NMDS analysis, PCA analysis and diversity analysis. (A) NMDS analysis; (B) PCA analysis; (C) Simpson alpha diversity 1-D; (D) Shannon alpha diversity; (E) Bray-Curtis beta diversity. Data are shown as mean ± SEM (n = 6–8). ** p < 0.01 compared with HFD.

Figure 5

PO beneficially modulates the composition of gut microbiota. (A) Microbiota profile at phylum level; (B–M) Correlation analysis between the relative abundance of gut microbiota at phylum level and body weight.
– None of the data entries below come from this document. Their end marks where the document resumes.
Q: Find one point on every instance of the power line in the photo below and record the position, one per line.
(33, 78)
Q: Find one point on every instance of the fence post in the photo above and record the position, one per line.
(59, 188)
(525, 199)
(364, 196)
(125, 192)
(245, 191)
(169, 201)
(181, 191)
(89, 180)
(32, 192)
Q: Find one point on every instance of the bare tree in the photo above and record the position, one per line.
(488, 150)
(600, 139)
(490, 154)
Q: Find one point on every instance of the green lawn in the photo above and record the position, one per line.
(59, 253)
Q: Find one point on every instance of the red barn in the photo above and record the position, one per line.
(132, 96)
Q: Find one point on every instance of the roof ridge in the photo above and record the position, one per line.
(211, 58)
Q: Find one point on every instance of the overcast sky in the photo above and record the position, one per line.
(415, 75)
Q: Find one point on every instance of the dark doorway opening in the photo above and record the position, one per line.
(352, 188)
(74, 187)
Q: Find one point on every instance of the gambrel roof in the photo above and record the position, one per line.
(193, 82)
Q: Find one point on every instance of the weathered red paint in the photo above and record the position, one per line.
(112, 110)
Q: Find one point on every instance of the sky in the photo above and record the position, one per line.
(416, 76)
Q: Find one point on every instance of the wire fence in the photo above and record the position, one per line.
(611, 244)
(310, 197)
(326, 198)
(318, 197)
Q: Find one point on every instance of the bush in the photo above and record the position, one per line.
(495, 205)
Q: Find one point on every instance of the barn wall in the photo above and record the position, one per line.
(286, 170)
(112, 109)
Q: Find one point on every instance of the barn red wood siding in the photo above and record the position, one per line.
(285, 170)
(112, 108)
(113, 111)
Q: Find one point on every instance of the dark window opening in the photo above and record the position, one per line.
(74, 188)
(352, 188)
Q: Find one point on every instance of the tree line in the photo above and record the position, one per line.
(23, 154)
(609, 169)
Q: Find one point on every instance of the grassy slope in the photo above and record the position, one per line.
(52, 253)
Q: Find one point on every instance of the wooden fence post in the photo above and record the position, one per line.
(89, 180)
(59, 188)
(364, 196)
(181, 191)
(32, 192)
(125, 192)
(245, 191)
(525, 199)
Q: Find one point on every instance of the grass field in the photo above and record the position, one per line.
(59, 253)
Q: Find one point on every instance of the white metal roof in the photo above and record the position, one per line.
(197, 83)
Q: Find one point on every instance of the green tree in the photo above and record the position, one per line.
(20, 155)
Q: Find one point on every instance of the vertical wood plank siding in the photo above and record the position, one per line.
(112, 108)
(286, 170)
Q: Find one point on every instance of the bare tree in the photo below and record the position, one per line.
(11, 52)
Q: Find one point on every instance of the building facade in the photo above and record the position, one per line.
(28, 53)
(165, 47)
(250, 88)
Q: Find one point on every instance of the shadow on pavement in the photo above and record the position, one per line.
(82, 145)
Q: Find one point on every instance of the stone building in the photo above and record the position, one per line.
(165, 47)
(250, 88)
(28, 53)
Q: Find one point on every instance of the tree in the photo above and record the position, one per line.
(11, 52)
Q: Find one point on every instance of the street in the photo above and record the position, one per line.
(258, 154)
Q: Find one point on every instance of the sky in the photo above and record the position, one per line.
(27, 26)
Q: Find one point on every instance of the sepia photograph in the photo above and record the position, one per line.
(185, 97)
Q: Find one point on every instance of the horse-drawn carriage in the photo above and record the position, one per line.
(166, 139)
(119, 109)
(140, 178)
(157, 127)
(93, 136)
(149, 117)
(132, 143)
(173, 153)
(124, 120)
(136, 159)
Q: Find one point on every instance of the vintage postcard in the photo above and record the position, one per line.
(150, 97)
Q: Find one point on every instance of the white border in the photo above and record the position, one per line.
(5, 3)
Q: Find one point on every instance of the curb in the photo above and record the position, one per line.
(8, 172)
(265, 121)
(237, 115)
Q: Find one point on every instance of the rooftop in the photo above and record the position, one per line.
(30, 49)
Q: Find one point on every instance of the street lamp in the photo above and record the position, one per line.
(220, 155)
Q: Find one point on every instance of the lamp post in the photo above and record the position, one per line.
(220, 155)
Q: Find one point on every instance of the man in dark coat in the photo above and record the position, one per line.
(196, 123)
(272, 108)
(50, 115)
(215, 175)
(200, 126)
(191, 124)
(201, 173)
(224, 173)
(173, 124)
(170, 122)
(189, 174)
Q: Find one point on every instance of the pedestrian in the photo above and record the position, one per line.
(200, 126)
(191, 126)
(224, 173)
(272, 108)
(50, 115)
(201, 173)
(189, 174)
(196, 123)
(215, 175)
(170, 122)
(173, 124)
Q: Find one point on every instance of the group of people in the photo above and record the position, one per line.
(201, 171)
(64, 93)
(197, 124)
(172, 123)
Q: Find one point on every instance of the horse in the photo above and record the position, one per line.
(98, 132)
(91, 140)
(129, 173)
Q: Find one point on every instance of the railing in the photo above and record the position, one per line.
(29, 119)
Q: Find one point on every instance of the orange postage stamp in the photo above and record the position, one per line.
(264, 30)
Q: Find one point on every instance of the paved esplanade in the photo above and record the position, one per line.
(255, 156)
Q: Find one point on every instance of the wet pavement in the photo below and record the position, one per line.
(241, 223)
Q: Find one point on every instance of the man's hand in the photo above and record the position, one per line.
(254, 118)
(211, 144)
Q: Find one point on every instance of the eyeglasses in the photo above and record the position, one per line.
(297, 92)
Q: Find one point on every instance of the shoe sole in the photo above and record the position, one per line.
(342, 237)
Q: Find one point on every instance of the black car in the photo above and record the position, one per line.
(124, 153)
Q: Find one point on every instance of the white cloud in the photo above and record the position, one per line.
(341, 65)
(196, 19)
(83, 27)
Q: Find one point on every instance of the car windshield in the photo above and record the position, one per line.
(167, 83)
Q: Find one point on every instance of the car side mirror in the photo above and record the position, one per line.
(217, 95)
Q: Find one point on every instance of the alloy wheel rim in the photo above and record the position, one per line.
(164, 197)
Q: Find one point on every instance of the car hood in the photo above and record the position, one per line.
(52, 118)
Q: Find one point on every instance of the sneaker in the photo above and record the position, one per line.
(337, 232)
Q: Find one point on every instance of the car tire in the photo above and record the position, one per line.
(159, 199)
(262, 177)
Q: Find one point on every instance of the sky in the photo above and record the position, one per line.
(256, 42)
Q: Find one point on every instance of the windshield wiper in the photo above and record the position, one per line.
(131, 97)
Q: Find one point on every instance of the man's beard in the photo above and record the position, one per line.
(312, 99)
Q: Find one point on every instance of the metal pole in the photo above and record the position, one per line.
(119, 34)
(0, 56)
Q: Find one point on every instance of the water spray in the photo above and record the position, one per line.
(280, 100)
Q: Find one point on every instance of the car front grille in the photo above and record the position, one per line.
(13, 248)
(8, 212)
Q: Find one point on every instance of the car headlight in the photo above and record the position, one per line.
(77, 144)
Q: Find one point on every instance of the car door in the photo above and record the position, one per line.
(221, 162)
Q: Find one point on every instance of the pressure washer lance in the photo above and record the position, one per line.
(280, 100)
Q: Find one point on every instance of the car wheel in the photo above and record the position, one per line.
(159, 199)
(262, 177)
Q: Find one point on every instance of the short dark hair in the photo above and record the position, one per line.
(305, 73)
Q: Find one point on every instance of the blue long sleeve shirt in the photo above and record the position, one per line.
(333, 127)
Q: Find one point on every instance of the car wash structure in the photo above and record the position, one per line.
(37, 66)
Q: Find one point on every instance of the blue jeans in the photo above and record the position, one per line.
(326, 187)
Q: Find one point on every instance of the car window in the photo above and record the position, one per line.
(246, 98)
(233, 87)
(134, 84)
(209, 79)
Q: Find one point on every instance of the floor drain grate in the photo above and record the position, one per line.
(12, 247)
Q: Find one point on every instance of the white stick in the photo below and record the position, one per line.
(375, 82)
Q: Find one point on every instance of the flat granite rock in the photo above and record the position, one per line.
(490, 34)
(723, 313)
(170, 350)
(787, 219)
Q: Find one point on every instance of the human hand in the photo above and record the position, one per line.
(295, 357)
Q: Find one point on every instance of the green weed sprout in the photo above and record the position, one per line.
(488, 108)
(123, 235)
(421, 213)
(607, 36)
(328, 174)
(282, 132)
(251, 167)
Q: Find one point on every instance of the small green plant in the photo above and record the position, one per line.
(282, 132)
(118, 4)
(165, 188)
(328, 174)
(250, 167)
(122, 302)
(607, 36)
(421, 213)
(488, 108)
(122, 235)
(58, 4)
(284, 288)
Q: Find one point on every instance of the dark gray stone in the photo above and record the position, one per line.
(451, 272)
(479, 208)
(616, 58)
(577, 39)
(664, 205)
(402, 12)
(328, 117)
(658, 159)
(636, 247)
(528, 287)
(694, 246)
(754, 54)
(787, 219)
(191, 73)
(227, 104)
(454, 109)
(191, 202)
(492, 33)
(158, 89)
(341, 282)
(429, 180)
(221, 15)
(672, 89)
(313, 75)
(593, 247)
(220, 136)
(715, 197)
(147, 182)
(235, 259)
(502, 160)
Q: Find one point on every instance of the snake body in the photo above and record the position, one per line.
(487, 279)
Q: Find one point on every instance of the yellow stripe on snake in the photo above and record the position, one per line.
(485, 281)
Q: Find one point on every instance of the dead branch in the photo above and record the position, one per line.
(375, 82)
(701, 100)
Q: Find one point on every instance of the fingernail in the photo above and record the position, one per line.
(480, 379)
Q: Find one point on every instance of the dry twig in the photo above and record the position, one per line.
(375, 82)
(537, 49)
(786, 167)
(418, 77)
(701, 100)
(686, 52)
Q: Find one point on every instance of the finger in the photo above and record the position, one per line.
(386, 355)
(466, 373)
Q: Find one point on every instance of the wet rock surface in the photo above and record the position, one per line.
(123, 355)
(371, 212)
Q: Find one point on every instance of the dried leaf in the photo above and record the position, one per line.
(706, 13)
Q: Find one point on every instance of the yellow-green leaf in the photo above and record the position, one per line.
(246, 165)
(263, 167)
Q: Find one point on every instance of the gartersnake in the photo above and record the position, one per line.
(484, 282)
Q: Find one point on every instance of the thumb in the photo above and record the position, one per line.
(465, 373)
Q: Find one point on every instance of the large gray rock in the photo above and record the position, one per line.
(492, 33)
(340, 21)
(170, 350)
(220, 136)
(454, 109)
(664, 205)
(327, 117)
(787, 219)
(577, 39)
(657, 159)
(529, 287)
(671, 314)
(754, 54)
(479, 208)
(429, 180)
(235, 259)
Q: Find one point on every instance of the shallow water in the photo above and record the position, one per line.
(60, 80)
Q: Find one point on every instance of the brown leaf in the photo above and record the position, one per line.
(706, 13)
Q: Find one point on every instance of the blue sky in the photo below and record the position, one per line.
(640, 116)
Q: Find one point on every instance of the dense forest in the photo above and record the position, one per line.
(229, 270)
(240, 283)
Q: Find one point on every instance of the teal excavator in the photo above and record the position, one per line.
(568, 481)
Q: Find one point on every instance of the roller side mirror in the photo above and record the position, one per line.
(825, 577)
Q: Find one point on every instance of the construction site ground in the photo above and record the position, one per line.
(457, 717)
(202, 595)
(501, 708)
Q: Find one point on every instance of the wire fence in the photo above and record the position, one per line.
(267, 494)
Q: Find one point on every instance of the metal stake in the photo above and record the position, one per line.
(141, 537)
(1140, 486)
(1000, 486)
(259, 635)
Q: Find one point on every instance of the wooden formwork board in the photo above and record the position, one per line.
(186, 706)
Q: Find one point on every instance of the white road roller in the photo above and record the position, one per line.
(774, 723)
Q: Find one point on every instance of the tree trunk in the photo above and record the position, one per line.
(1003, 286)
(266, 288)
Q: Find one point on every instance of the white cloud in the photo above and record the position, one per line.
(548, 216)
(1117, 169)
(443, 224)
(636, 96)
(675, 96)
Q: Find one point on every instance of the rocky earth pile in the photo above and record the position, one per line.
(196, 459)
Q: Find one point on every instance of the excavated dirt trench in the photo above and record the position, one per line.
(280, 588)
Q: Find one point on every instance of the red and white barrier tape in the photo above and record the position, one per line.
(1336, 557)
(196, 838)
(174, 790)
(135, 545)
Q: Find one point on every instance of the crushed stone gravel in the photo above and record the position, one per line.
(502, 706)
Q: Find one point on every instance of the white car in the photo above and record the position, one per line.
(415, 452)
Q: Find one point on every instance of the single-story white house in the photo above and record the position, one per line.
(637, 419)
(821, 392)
Data are shown as mean ± SEM (n = 6–8). * p < 0.05, ** p < 0.01.

Figure 6

LEfSe analysis. (A,B) Biomarker taxa and cladogram between HFD and LFD; (C,D) Biomarker taxa and cladogram between HFD and HFD + POL; (E,F) Biomarker taxa and cladogram between HFD and HFD + POM; (G,H) Biomarker taxa and cladogram between HFD and HFD + POH. n = 6–8.

Figure 7

Gut bacteria at the family level showed significant differences between HFD group and other groups. (A) Venn diagram of increased families in PO treatment groups and LFD compared with HFD; (B) Venn diagram of decreased families in PO treatment groups and LFD compared with HFD; (C–F) The relative abundance of families increased by all of the three PO treatments and LFD; (G–I) The relative abundance of families decreased by all of the three PO treatments and LFD. Data are shown as mean ± SEM (n = 6–8). * p < 0.05, ** p < 0.01.

Figure 8

Gut bacteria at the genus level showed significant differences between HFD group and other groups. (A) Venn diagram of increased genera in PO treatment groups and LFD compared with HFD; (B) Venn diagram of decreased genera in PO treatment groups and LFD compared with HFD; (C–H) The relative abundance of genera increased by all of the three PO treatments and LFD; (I–N) The relative abundance of genera decreased by all of the three PO treatments and LFD. Data are shown as mean ± SEM (n = 6–8). * p < 0.05, ** p < 0.01.

Figure 9

Prediction of gut microbiota function. (A) KEGG pathways increased by PO; (B) KEGG pathways decreased by PO; (C) Spearman’s correlation among body weight, main increased bacteria and increased KEGG pathways; (D) Spearman’s correlation among body weight, main decreased bacteria and decreased KEGG pathways. Data are shown as mean ± SEM (n = 6–8). * p < 0.05, ** p < 0.01.